Advertisement
Research Article

Modeling Users' Activity on Twitter Networks: Validation of Dunbar's Number

  • Bruno Gonçalves,

    Affiliations: School of Informatics and Computing, Center for Complex Networks and Systems Research, Indiana University, Bloomington, Indiana, United States of America, Pervasive Technology Institute, Indiana University, Bloomington, Indiana, United States of America

    X
  • Nicola Perra mail,

    nicolaperra@gmail.com

    Affiliations: School of Informatics and Computing, Center for Complex Networks and Systems Research, Indiana University, Bloomington, Indiana, United States of America, Complex Systems Computational Lab, Linkalab, Cagliari, Italy

    X
  • Alessandro Vespignani

    Affiliations: School of Informatics and Computing, Center for Complex Networks and Systems Research, Indiana University, Bloomington, Indiana, United States of America, Pervasive Technology Institute, Indiana University, Bloomington, Indiana, United States of America, Institute for Scientific Interchange, Turin, Italy

    X
  • Published: August 03, 2011
  • DOI: 10.1371/journal.pone.0022656

Abstract

Microblogging and mobile devices appear to augment human social capabilities, which raises the question whether they remove cognitive or biological constraints on human communication. In this paper we analyze a dataset of Twitter conversations collected across six months involving 1.7 million individuals and test the theoretical cognitive limit on the number of stable social relationships known as Dunbar's number. We find that the data are in agreement with Dunbar's result; users can entertain a maximum of 100–200 stable relationships. Thus, the ‘economy of attention’ is limited in the online world by cognitive and biological constraints as predicted by Dunbar's theory. We propose a simple model for users' behavior that includes finite priority queuing and time resources that reproduces the observed social behavior.

Introduction

Recently, the divide between the physical world and online social realities has been blurred by the new possibilities afforded by real-time communication and broadcasting, which appear to greatly enhance our social and cognitive capabilities in establishing and maintaining social relations. The combination of mobile devices with new tools like Twitter, Foursquare, Blippy, Tumblr, Yahoo! Meme, Google Hotspot, etc., are defining a new era in which we can be continuously connected with an ever-increasing number of individuals through constant digital communication composed of small messages and bits of information. Thus, while new data and computational approaches to social science [1], [2], [3] finally enable us to answer a large number of long-standing questions [4], [5], [6], we are also increasingly confronted with new questions related to the way social interaction and communication change in online social environments: What is the impact that modern technology has on social interaction? How do we manage the ever-increasing amount of information that demands our attention?

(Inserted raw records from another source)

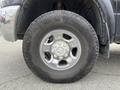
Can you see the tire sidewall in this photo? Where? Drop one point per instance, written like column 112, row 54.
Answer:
column 73, row 23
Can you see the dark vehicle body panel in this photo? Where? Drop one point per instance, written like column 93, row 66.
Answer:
column 110, row 14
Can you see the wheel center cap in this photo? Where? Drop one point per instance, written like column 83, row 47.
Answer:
column 60, row 49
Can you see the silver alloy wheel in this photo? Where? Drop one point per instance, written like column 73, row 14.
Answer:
column 60, row 49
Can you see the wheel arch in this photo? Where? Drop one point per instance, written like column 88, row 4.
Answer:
column 103, row 8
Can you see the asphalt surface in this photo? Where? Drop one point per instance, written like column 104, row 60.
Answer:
column 15, row 75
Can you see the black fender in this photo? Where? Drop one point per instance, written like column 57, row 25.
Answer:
column 6, row 3
column 108, row 20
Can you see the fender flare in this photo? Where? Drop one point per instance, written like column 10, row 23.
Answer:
column 108, row 20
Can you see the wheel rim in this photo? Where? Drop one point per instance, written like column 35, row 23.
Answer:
column 60, row 49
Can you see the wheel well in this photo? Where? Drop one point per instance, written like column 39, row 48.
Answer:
column 31, row 9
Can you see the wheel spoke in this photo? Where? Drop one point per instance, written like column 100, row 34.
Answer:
column 72, row 43
column 57, row 35
column 46, row 48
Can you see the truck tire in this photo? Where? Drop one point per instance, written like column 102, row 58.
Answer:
column 60, row 47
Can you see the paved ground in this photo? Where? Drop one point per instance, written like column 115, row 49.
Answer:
column 14, row 74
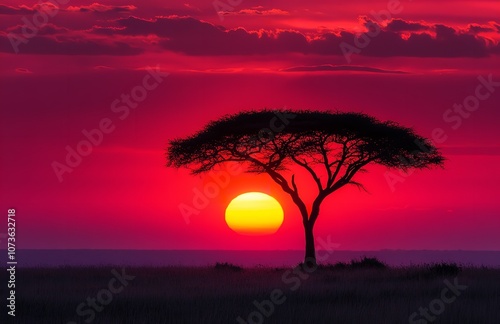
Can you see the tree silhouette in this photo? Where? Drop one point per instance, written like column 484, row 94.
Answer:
column 330, row 146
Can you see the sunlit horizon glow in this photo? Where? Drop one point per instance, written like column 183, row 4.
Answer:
column 254, row 213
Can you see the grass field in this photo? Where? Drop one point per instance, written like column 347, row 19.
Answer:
column 352, row 293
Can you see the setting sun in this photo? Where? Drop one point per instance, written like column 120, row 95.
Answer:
column 254, row 213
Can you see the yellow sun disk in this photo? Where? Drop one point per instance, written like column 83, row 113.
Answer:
column 254, row 213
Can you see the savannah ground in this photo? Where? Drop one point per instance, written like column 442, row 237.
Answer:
column 340, row 294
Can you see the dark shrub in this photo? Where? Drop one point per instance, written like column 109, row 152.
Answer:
column 227, row 266
column 444, row 269
column 368, row 263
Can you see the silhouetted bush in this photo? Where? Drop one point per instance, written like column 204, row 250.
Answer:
column 227, row 266
column 444, row 269
column 367, row 263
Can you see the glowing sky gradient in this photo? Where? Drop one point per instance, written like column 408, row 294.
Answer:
column 428, row 57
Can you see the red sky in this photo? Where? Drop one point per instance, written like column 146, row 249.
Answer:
column 426, row 57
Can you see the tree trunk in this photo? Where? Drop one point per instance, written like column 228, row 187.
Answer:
column 310, row 257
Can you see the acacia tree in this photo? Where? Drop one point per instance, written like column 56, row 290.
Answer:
column 330, row 146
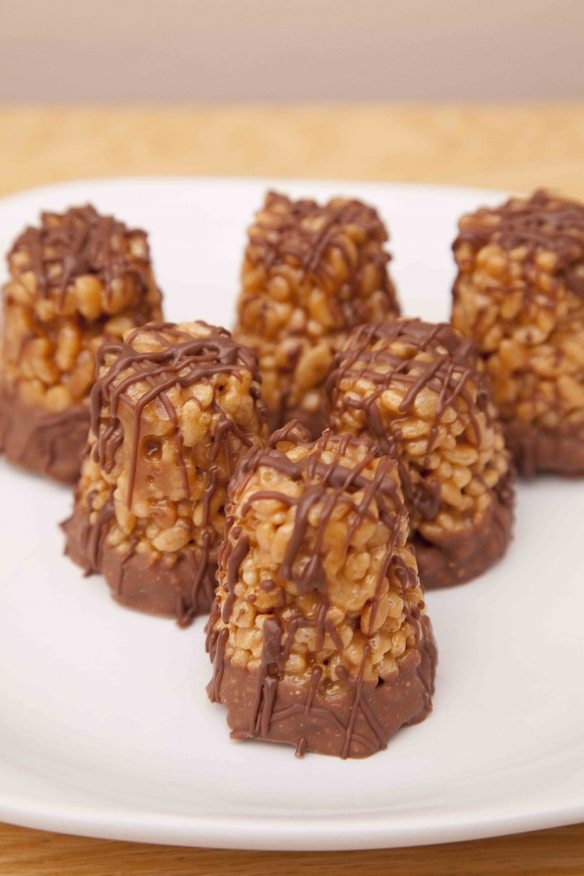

In 1992, R. I. M. Dunbar [7] measured the correlation between neocortical volume and typical social group size in a wide range of primates and human communities. The result was as surprising as it was far-reaching. The limit imposed by neocortical processing capacity appears to define the number of individuals with whom it is possible to maintain stable interpersonal relationships. Therefore, the size of the brain's neocortex represents a biological constraint on social interaction that limits humans' social network size to between 100 and 200 individuals [8], i.e. Dunbar's number. McCarty et al. [9] independently attempted to measure typical group size using two different methods and obtained a number of 291, roughly twice Dunbar's estimate.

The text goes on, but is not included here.